Two Weeks ‘til Lift-off

Two weeks today and I will be setting off on a plane to India for the biggest adventure of my life! I booked my yoga teacher training a few months ago, and I finally feel close enough to the time that I am letting myself get excited about it.

I am currently bogged down with writing reports and marking and of year papers from my day job as a secondary English teacher and I feel uncomfortably sat between two chapters of my life. Going through the motions in a job I worked so hard to get, after realising it was a one-way ticket to burnout and feelings of being overworked, underpaid and under-appreciated.

I want to track this incredible time of transformation in writing, poetry, photos, audios, video and any other way I can think of because I want to be able to look back at how far I’ve come with great joy. I also wonder if maybe I could potentially use some of this to inspire others to do the same.

I am scared of taking the leap, but it is totally eclipsed by the sense of excitement I feel. I can practically smell the freedom approaching as each day passes. The way I see it, I am more afraid to be trapped eternally in the life I am currently living, with a day job that doesn’t allow me to flourish than I am of the unknown.

I have always sensed that my life will not follow the conventional trappings that most people’s do. I spent my early 20s chasing the sun around the world, an eternal summer, oscillating between northern and southern hemispheres. As some flowers survive in rainforests, and some in deserts, I wilt in cold, dark British winters. I used to think I have Seasonal Affective Disorder, but now I just think I thrive in sunnier climates. So I stayed in them, spending every British winter abroad in Tenerife, India, Thailand, Peru and returning to the UK only when the weather cheered up.

My world got smaller after a particularly badly planned trip to Peru. It was so stressful and tumultuous that I desired stability, and set my sail towards teaching secondary English in my hometown. My partner at the time was very happy to live in Norwich and so for a year and a half, my heart anchored me to my home town and I taught in UK schools.
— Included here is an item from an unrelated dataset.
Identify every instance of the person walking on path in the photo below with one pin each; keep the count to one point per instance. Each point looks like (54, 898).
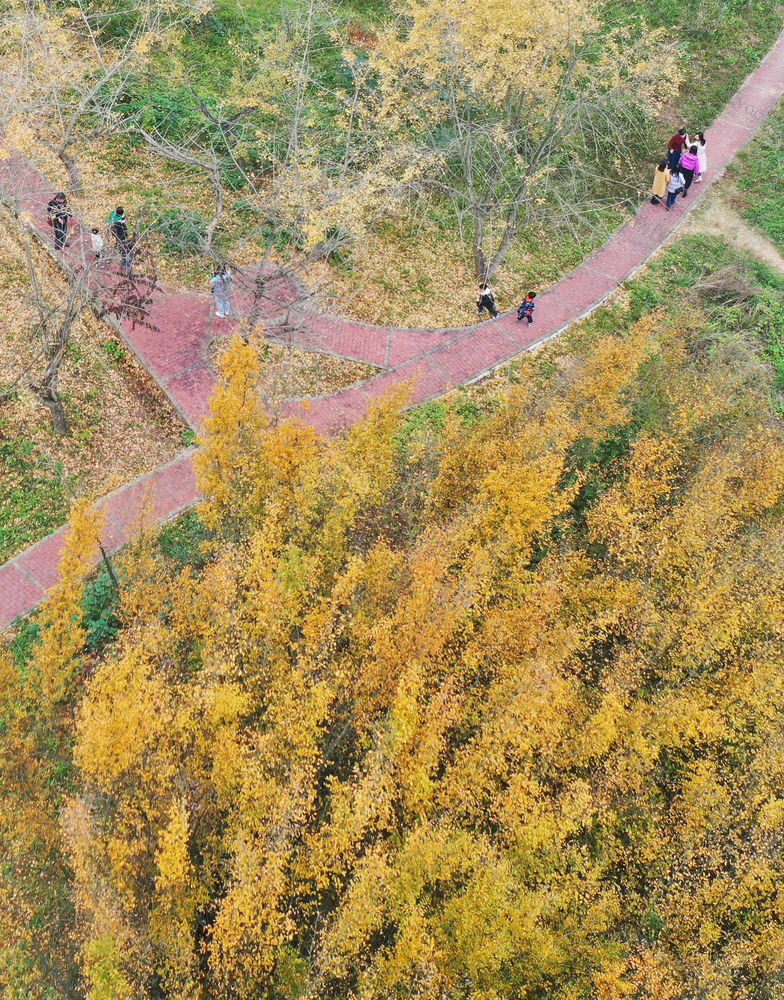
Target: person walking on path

I’ve felt like a tightly coiled spring lately. A wave of wanderlust has washed over me again. I have felt the world calling my name, summoning me, and I am desperate to jetset off on another adventure. I find that being in one place for so long feels stifling like an oppressively hot room which gradually creeps up on you in discomfort until you can scarcely breathe.

Don’t get me wrong, I love home. I have a wonderful family, incredible friends, a decently paid job in a good school with great kids. I am grateful for all that I have here, and by all accounts my life is far more fortunate than many people I know. Yet, I still know in my heart, there is more to come. More magical adventures than I can even imagine at this point.

The world is a book and those who do not travel only read one page.